Dass es sich hier um kein Versehen handelt, legt die Personalie Stephen Bannon nahe: Trumps Chefstratege und bis kürzlich Geschäftsführer der Internetplattform Breitbart hat es wie kein anderer geschafft, die Alt-Right-Bewegung aus rassistischen Nationalisten, Antisemiten und Migrationskritikern zugunsten Trumps zu kanalisieren. Breitbart bedient sich eines einfachen Tricks – antisemitische Aussagen werden von jüdischen Autoren gemacht. So kann der Antisemitismus der Leserschaft bedient werden, ohne dass sich die Betreiber der Plattform selbst angreifbar machen müssen.

 

Ein Beispiel: Autor Matthew Tyrmand nutzte gleich zwei antisemitische Stereotype, um die Journalistin Anne Applebaum zu kritisieren: Nicht einmal die Hölle könne mit der Rachsucht einer verschmähten polnisch-jüdisch-amerikanischen Elitenfrau mithalten.
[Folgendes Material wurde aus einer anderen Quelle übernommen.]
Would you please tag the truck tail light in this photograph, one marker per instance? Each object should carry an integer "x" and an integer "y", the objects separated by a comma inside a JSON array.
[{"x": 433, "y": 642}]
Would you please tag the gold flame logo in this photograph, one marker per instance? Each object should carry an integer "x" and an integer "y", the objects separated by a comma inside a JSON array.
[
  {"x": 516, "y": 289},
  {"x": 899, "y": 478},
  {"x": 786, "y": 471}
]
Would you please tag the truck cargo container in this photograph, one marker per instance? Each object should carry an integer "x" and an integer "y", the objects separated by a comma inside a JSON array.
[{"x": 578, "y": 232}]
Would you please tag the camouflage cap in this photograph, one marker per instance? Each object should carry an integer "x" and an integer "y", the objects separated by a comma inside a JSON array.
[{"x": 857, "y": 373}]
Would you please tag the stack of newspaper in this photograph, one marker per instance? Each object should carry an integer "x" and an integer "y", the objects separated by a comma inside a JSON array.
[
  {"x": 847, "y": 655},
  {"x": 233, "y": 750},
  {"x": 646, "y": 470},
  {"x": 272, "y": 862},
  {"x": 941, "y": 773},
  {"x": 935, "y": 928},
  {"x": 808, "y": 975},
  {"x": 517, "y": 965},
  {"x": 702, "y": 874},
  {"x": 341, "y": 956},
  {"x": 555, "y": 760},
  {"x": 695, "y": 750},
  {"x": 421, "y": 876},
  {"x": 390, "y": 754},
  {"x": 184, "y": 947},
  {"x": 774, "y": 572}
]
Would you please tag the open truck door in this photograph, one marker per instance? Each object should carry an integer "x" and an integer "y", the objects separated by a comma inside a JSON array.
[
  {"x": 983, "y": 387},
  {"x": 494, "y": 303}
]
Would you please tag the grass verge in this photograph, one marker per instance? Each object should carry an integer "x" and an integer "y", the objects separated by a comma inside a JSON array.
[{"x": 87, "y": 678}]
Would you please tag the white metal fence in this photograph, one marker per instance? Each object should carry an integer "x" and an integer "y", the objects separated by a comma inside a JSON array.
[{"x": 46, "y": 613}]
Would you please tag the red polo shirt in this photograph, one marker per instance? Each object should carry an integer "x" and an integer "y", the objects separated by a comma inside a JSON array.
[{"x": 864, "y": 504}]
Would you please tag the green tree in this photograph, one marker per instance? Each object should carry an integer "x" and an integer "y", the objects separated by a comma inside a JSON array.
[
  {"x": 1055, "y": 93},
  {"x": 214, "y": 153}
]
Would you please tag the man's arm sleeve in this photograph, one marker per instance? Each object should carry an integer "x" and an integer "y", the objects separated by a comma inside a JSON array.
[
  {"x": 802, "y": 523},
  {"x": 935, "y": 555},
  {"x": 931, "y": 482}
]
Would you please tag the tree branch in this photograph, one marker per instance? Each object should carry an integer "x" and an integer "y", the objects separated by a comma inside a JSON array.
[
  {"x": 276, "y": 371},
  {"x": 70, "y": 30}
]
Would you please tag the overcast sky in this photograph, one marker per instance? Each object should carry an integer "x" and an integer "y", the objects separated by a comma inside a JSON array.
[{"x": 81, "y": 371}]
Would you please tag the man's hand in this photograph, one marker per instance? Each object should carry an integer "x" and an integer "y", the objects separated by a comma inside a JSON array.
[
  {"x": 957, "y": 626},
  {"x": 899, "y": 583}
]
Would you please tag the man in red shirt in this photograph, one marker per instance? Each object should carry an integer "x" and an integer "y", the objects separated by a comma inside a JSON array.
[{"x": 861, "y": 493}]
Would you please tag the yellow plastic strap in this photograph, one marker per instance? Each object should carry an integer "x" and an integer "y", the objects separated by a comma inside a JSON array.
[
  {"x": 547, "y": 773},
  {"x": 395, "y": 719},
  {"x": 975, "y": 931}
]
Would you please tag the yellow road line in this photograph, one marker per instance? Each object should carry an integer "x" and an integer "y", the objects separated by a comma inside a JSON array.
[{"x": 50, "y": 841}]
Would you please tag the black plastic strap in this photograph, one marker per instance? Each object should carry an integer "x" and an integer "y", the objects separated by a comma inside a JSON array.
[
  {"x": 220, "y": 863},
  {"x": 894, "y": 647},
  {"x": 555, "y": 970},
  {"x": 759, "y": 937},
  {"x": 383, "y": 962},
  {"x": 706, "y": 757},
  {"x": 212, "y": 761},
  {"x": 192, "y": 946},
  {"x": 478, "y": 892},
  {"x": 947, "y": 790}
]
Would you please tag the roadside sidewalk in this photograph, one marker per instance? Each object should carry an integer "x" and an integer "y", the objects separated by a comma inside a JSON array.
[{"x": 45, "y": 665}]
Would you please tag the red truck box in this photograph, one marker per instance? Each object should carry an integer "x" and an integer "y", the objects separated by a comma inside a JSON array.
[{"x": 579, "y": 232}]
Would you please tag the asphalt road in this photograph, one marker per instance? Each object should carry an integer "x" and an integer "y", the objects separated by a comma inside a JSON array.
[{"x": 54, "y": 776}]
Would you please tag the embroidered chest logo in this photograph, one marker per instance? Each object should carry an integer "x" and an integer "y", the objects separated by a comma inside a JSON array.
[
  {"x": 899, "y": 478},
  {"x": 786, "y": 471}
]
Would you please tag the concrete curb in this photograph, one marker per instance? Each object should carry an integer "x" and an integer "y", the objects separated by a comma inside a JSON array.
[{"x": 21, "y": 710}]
Seine Abwandlung des Zitats des britischen Poeten William Congreve deutete damit sowohl die »jüdische Weltverschwörung« an, wie auch das Vorurteil der jüdischen Rachsucht. Der Grund: Applebaum hatte kritisch über Russland berichtet. Weitere Anwendung der »jüdischen Weltverschwörung«: Milliardär George Soros wird auf Breitbart nur noch als »Puppenspieler« bezeichnet, seitdem er sich für einen Verbleib Großbritanniens in der EU einsetzt.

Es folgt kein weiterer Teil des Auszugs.